Königin des Sommers

Sonnenblumen auf dem Wochenmarkt / So bleiben sie in der Vase länger frisch

Auf dem Wochenmarkt gibt es derzeit - unter anderem bei Ulrich Sporleder - herrliche Sonnenblumen aus der Region.

Ihr Anblick macht gute Laune, denn sie hat eins der schönsten „Sommergesichter“. Für viele Blumenfreunde ist sie die Königin der Sommerblumen. Egal, ob mit großer oder mit kleiner Blüte – die Sonnenblume wirkt in jeder Größe majestätisch.

Immer darauf bedacht, ihre Blüte der Sonne zuzuwenden, entgeht ihr kaum ein Sonnenstrahl – gerade so, als würde sie den afrikanischen Spruch kennen: „Wende dein Gesicht der Sonne zu, dann fallen die Schatten hinter dich.“ Sonnengelb lenkt sie auf den Feldern die Blicke auf sich. Ebenso an den Blumenständen auf dem Wochenmarkt, wo sie derzeit als Schnittblume in üppiger Pracht angeboten wird – mal kombiniert mit anderen Blumen, mal solo, denn auch ohne bunte Gesellschaft ist sie ein Hingucker in der Vase.

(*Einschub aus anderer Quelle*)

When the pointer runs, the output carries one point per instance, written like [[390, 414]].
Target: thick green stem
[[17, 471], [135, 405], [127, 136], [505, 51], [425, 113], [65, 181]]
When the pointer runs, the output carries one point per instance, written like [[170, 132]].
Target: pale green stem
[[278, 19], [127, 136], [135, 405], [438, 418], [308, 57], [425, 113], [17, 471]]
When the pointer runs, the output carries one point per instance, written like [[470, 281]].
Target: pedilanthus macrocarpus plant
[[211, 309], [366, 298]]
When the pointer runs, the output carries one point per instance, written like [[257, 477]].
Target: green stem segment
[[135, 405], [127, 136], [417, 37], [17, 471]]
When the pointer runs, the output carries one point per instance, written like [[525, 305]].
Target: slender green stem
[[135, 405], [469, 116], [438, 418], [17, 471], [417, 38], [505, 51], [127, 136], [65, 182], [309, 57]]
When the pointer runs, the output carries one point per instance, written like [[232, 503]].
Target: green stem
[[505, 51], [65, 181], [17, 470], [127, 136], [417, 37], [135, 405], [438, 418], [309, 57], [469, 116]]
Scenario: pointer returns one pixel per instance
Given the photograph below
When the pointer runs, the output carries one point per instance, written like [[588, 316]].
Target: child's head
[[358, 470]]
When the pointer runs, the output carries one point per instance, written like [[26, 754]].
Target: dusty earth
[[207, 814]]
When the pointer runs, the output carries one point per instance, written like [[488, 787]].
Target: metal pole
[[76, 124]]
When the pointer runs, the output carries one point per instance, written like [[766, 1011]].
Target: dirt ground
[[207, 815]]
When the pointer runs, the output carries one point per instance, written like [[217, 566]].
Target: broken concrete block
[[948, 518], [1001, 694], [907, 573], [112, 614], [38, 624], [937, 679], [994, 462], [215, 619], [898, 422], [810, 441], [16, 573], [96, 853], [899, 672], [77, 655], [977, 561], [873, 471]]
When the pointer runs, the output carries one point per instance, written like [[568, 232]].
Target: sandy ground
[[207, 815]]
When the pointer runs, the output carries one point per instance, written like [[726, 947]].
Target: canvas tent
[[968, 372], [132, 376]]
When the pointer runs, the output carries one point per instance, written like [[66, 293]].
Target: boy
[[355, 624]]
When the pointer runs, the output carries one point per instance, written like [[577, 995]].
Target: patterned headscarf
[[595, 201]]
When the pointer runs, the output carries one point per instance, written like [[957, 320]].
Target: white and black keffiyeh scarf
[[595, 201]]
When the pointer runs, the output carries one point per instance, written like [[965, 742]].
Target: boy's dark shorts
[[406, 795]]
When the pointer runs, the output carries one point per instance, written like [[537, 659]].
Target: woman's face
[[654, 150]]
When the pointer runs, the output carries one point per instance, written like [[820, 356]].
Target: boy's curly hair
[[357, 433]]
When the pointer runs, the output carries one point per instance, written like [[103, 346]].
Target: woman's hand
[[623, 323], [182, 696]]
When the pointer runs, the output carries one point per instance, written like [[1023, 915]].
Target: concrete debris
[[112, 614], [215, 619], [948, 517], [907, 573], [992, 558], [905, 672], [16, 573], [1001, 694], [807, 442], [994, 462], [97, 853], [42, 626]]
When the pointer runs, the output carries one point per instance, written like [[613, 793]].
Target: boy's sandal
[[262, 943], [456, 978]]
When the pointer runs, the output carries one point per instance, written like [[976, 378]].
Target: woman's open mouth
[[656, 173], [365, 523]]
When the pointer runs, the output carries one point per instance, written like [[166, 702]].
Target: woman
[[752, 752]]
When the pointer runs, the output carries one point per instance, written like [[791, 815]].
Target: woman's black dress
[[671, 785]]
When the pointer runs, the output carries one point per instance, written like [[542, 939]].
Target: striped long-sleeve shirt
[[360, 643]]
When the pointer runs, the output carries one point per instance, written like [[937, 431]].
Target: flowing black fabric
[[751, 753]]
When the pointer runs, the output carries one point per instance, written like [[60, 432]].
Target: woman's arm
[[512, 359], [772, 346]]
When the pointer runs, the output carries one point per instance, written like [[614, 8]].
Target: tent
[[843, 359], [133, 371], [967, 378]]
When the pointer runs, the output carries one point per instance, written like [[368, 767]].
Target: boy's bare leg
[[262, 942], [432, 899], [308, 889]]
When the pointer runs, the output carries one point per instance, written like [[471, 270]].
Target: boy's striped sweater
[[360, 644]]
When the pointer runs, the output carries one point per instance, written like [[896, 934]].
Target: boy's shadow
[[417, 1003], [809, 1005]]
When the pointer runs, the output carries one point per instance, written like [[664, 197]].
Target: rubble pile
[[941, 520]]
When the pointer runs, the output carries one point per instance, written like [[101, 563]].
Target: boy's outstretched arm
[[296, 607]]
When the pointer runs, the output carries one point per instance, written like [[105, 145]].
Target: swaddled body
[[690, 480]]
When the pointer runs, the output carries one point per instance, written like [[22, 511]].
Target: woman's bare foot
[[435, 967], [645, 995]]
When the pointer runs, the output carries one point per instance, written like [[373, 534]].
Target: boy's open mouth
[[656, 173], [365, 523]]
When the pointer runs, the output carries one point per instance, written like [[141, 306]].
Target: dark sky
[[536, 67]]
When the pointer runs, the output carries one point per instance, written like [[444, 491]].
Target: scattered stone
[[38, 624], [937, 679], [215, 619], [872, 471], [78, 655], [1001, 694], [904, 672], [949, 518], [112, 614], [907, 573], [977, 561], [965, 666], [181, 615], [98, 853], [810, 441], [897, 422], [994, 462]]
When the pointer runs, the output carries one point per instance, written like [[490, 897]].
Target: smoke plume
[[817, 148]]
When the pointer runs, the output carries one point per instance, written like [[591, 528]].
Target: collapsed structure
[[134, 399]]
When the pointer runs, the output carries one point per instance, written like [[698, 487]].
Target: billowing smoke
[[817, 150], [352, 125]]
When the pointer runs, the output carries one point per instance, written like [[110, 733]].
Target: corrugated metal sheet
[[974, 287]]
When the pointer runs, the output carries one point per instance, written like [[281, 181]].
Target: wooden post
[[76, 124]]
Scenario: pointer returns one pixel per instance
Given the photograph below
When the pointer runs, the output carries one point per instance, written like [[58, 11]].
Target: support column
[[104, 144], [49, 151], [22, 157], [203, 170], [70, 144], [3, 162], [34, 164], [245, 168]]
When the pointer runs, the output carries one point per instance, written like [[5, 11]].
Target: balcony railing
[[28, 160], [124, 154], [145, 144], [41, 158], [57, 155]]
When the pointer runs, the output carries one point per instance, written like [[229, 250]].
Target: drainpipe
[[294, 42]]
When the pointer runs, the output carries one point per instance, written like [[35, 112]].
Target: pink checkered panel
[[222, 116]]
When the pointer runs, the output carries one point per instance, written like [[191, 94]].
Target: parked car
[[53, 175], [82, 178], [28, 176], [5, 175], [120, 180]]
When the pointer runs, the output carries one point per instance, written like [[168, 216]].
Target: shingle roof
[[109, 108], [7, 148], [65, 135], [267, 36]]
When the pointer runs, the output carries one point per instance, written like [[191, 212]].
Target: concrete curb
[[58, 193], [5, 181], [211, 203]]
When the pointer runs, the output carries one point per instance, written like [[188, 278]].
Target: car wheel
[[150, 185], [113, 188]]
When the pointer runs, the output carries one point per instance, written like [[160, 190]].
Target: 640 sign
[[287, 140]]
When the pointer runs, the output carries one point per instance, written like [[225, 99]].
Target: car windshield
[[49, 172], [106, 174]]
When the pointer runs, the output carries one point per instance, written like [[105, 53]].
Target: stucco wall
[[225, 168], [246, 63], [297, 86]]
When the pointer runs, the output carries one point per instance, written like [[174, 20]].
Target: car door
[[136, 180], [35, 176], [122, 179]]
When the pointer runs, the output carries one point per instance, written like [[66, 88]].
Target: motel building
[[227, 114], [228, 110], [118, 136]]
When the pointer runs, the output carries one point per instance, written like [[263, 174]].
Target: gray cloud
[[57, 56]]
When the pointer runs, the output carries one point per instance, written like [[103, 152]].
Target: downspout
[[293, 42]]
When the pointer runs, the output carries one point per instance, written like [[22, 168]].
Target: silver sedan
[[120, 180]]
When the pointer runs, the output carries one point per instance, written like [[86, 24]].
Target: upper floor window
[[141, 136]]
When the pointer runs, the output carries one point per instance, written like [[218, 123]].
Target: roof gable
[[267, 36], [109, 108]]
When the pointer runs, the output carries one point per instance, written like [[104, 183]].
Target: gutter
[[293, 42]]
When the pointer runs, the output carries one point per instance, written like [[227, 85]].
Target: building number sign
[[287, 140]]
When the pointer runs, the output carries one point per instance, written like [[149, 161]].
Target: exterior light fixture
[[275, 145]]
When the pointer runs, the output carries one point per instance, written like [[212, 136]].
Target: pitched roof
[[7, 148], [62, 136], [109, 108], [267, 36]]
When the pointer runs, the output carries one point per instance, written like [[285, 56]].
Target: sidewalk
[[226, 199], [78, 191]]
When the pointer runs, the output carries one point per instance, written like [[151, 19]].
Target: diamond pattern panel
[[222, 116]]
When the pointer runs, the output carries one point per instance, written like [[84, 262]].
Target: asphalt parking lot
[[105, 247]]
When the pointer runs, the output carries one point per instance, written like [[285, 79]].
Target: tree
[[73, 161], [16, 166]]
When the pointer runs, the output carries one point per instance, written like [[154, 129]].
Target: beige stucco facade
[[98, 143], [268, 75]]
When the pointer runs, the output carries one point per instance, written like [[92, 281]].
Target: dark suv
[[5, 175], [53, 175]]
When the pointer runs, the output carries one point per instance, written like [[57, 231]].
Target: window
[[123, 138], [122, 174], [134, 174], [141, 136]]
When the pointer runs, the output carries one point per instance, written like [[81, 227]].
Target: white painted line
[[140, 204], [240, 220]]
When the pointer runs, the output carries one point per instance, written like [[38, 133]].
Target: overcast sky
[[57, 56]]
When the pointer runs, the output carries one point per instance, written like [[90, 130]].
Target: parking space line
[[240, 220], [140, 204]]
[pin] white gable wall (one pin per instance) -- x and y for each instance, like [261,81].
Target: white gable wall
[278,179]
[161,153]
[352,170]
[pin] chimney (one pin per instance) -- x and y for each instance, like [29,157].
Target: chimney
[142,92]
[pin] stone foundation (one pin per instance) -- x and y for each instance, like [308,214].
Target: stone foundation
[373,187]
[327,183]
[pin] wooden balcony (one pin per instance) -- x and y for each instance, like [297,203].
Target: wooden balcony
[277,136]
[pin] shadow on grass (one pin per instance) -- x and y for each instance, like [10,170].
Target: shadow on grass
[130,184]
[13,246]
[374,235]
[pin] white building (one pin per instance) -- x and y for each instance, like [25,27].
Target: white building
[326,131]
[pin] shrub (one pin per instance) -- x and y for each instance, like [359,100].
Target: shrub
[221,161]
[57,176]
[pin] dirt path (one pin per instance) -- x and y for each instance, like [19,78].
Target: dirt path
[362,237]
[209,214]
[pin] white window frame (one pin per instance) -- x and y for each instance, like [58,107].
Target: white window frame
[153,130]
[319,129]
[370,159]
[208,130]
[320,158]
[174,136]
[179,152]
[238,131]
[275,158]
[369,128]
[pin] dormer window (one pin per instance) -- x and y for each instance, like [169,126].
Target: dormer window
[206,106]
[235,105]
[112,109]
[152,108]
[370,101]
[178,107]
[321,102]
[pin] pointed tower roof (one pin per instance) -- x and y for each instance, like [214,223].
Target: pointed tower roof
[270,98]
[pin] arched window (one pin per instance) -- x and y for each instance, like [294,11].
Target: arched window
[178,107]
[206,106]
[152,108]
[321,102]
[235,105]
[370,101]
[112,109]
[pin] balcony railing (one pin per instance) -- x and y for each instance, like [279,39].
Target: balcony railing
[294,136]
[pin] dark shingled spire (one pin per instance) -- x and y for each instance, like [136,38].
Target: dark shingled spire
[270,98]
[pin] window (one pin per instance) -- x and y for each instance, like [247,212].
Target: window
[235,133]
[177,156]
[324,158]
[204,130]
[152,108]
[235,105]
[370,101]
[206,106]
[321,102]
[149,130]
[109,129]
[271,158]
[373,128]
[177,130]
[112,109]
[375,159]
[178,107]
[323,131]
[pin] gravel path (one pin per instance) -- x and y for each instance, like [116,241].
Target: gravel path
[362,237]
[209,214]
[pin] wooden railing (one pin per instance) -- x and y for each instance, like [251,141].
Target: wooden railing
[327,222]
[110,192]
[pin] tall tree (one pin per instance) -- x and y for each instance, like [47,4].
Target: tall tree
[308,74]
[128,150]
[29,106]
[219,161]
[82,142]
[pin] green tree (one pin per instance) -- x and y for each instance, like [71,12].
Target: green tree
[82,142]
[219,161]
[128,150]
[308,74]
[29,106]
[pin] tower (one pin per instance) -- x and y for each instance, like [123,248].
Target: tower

Damit sie als Schnittblume mindestens eine Woche hält, empfiehlt Ulrich Sporleder, die Blätter weitgehend, am besten vollständig zu entfernen. Das senke die Verdunstung, die sonst über den Blattflächen enorm wäre und zum vorzeitigen Welken der Blüte beitragen würde. „Außerdem nehmen größere Blätter der Blume die Kraft“, betont der Gärtner. Bevor sie in die Vase gestellt werden, sollten die Stängel der Sonnenblumen mit einem scharfen Messer schräg angeschnitten werden. Dann die Blumen in sauberes Wasser stellen, das unbedingt etwa alle zwei Tage gewechselt werden sollte. Auf ein Blumenfrischhaltemittel verzichtet Sporleder. Außerdem rät er, Sonnenblumen in der Vase nicht der Wärme oder direkter Sonne auszusetzen.

Botanisch betrachtet gehören „Helianthus“ zur Familie der Korbblütler. Ihr Name setzt sich aus den griechischen Wörtern „helios (Sonne) sowie „anthos“ (Blume) zusammen. Besonders die Blüten größerer Exemplare erinnern tatsächlich an eine Sonne. Um ihren Namen rankt sich eine schöne Geschichte aus der griechischen Mythologie.

So soll sich ein Mädchen namens Clytia in den Sonnengott Helios verliebt haben, der ihre Liebe jedoch nicht erwiderte. Ihre Liebe war so groß, dass sie sich auf einen Felsen setzte und ihren Schwarm unentwegt beobachtete – sich verzehrend der Sonne zugewandt. Nach neun Tagen sollen die Götter mit ihr Erbarmen gehabt haben. Sie ließen ihr Herzeleid zu gelben und braunen Farben werden und verwandelten Clytia in eine Blume, die ihre Blüte stets der Sonne zuwendet – in eine Sonnenblume.

Ursprünglich stammt die Sonnenblume aus Peru und Mexiko. Im 16. Jahrhundert wurde sie von spanischen Seefahrern nach Europa gebracht.